Video games do not generate large streams of data, they generate individual values on demand. Your link says, to generate 8 bytes, chacha12 on modern hardware needs 24-45 cpb. That's 192-360 cycles to generate enough bits for a pseudorandom double-precision floating-point number. Xoshiro256+ [1], a relatively high-quality generator for this purpose, can do it with 11 single-cycle ALU ops. So unoptimized xoshiro256+ should be 17 times faster than optimized chacha12 on the best hardware. This is a classic latency vs. throughput issue.
Now, maybe you could optimize the use of a CSPRNG here by filling large buffer(s) and sampling values from them. Some warm-up time could go a long way. However, I fear that you would run into one or more of the following problems:
- stop-the-world pause to refill the buffer (e.g. single buffer, no threading)
- synchronization delays from mutex locks (e.g. ring buffer refilled from a background thread)
- high memory usage (e.g. rotating pool of buffers, atomically swapped)
Needless to say, none of these solutions is anywhere near as simple to implement as a non-cryptographic PRNG.

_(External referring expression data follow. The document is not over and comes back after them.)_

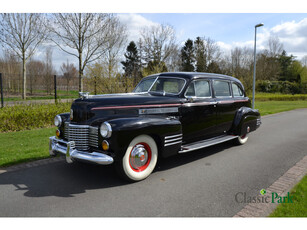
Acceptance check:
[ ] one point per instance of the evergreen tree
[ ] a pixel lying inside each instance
(285, 62)
(132, 64)
(187, 56)
(200, 55)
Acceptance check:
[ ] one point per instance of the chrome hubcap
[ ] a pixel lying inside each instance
(138, 156)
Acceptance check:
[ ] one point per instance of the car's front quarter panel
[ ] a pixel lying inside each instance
(125, 129)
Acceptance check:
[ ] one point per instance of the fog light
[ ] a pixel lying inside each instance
(105, 145)
(57, 133)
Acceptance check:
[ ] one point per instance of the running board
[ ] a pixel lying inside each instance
(206, 143)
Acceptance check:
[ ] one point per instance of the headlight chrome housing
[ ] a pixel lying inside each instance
(58, 121)
(105, 130)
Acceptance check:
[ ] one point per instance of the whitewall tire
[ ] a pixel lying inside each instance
(140, 158)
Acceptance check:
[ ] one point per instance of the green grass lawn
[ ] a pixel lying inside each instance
(270, 107)
(299, 206)
(22, 146)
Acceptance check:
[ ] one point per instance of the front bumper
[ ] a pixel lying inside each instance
(58, 146)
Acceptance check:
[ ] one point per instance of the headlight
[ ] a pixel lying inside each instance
(57, 121)
(105, 129)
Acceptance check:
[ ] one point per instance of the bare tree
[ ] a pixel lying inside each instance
(49, 70)
(114, 48)
(158, 44)
(10, 67)
(35, 71)
(69, 72)
(82, 35)
(212, 50)
(275, 47)
(23, 33)
(304, 60)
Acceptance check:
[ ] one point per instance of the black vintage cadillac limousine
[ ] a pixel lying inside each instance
(166, 114)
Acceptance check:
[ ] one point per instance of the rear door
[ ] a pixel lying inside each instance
(226, 106)
(198, 113)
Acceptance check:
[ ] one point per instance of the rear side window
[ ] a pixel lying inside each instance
(221, 88)
(236, 90)
(200, 88)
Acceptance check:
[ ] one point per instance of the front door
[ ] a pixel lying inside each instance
(198, 113)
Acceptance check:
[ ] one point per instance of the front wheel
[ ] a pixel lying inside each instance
(139, 160)
(241, 140)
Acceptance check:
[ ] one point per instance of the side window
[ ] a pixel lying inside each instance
(221, 88)
(199, 88)
(236, 90)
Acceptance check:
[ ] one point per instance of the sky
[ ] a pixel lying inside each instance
(227, 29)
(234, 27)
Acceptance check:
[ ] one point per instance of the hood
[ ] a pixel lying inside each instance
(103, 107)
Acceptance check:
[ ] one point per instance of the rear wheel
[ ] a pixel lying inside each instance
(241, 140)
(140, 159)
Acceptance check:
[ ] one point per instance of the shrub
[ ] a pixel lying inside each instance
(22, 117)
(285, 87)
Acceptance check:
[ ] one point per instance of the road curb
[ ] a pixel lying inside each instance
(282, 186)
(30, 164)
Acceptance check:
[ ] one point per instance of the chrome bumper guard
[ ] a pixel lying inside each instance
(58, 146)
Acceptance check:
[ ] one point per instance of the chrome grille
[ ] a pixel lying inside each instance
(84, 136)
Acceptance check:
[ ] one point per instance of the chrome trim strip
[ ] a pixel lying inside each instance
(57, 146)
(208, 143)
(171, 140)
(173, 143)
(136, 106)
(177, 135)
(159, 110)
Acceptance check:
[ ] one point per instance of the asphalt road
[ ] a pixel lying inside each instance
(201, 183)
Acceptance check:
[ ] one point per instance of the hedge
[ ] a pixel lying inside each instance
(23, 117)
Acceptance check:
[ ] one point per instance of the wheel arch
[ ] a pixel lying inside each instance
(124, 130)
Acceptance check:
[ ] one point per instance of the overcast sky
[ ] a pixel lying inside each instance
(228, 29)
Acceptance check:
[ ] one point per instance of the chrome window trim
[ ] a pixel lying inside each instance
(196, 96)
(239, 88)
(181, 78)
(144, 80)
(230, 89)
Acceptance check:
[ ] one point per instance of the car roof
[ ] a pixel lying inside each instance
(196, 75)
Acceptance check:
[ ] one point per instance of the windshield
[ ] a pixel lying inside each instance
(168, 85)
(144, 85)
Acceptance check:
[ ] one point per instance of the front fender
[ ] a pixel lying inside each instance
(246, 120)
(125, 129)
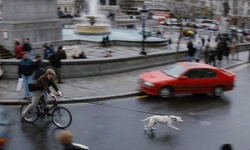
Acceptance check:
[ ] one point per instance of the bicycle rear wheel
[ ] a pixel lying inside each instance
(32, 115)
(61, 117)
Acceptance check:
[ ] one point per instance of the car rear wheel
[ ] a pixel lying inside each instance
(218, 91)
(166, 92)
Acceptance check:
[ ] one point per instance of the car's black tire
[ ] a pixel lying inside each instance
(166, 92)
(218, 91)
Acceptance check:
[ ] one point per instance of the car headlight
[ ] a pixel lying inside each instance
(149, 84)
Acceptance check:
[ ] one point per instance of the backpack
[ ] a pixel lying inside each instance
(54, 59)
(39, 72)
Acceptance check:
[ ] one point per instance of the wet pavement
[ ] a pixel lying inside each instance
(106, 86)
(97, 87)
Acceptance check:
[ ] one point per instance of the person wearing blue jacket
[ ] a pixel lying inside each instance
(25, 71)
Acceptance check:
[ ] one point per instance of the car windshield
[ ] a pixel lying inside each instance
(174, 70)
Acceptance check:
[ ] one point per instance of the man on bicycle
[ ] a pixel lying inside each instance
(38, 90)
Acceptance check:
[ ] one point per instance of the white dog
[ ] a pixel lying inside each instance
(167, 120)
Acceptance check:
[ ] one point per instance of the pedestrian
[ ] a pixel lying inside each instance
(220, 50)
(198, 51)
(104, 43)
(234, 50)
(226, 147)
(212, 55)
(203, 41)
(18, 50)
(169, 44)
(38, 90)
(27, 47)
(206, 54)
(191, 51)
(39, 68)
(108, 41)
(61, 52)
(25, 71)
(55, 62)
(65, 138)
(226, 48)
(47, 51)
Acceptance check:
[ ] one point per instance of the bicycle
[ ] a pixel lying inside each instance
(61, 116)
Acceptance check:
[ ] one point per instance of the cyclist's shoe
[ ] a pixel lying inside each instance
(23, 120)
(49, 114)
(46, 108)
(27, 119)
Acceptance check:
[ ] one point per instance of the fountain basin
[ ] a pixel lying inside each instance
(98, 29)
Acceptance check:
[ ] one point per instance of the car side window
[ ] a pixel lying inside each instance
(194, 73)
(208, 73)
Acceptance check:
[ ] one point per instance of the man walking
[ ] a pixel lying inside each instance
(27, 47)
(55, 61)
(25, 71)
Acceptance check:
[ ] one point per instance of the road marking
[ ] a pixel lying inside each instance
(239, 67)
(139, 97)
(205, 123)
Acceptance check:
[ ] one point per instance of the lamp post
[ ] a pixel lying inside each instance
(144, 13)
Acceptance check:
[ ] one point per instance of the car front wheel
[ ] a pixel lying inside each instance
(218, 91)
(165, 92)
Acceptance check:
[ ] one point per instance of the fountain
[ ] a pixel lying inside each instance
(93, 24)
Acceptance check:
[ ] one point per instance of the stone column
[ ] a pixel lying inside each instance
(34, 19)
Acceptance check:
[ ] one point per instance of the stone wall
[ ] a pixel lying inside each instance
(74, 68)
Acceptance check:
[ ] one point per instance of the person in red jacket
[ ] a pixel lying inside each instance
(18, 50)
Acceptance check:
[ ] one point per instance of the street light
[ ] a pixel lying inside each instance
(144, 13)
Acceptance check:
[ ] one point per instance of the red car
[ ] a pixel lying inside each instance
(187, 78)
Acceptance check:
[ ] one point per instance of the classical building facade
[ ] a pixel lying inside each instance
(238, 14)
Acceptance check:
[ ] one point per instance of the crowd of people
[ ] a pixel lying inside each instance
(212, 53)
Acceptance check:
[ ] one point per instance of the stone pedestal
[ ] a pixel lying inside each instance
(34, 19)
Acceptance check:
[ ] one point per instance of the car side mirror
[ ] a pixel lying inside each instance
(183, 77)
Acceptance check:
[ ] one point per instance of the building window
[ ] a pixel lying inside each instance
(112, 2)
(103, 2)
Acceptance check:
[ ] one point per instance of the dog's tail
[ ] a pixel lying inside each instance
(145, 119)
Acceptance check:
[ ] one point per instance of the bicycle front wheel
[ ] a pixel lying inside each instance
(32, 115)
(61, 117)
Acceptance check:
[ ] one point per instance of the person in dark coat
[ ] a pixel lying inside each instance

Now let's consider determinism. Video games generally use a lot of differently seeded instances of the same PRNG algorithm to provide random numbers in different parts of the simulation. Since each part may demand random numbers at different rates, it's hard to replace several independent PRNGs with a single PRNG without compromising determinism. In the 4096 bytes necessary to run one instance of chacha12 at its maximum efficiency, you can fit 128 instances of xoshiro256+ or 512 instances of splitmix64 [2].
[1] = https://prng.di.unimi.it/xoshiro256plus.c
[2] = https://github.com/svaarala/duktape/blob/master/misc/splitmi...